The Department makes the requisite findings under ERISA Section
408(a) based on the Applicant's adherence to all the conditions of the
exemption. Accordingly, affected parties should be aware that the
conditions incorporated in this exemption, considered individually and
as a whole, are necessary for the Department to grant the relief
requested by the Applicant. Absent these or similar conditions, the
Department would not have granted this exemption.
Background
1. As discussed in greater detail below and in the notice of
proposed exemption, Fedeli Group seeks to use its captive insurance
company, Risk Specialists, to reinsure participants' benefit claims
under the Benefit Plan.
Parties to the Transaction
2. Fedeli Group: Fedeli Group is a corporation based in Cleveland,
Ohio that provides insurance products and risk management services.

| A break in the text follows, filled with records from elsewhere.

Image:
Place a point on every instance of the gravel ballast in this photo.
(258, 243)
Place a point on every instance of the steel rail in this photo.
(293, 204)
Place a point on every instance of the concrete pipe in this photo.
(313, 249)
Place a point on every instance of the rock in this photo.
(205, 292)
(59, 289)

The
Fedeli Group is 51 percent owned by The Umberto P. Fedeli Restated
Revocable Trust (dated July 16, 2016) 19 percent owned by the Umberto
P. Fedeli 2012 Discretionary Trust (dated November 28, 2012) and 20%
owned by the Umberto P. Fedeli 2009 Discretionary Trust (dated December
23, 2009). The Fedeli Group sponsors and administers the Benefit Plan.

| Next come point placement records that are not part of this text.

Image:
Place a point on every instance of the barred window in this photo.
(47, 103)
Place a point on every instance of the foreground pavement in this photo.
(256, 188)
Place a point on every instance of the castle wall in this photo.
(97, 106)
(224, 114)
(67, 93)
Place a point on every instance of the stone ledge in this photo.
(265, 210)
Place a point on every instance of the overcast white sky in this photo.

3. Risk Specialists: Risk Specialists is a property and casualty
captive insurance company that is licensed and operates under
applicable Tennessee law. Risk Specialists is 100 percent owned by Risk
Specialists Captive Holdings, LLC, a limited liability company formed
in Ohio on the same date as Risk Specialists. Risk Specialists Captive
Holdings, LLC is 51 percent owned by the Fedeli Revocable Trust, 29%
owned by the Fedeli 2012 Trust, and 20 percent owned by the Fedeli 2009
Trust. Risk Specialists serves as the reinsurer with respect to 13
different lines of insurance coverages provided to Fedeli Group and
unrelated third parties.
4. THP. THP Insurance Company, Inc. is a domestic stock insurance
company domiciled in West Virginia and licensed in both Ohio and West
Virginia. THP is unrelated to all Fedeli Group-related entities and is
currently rated ``A+'' by A.M. Best Company.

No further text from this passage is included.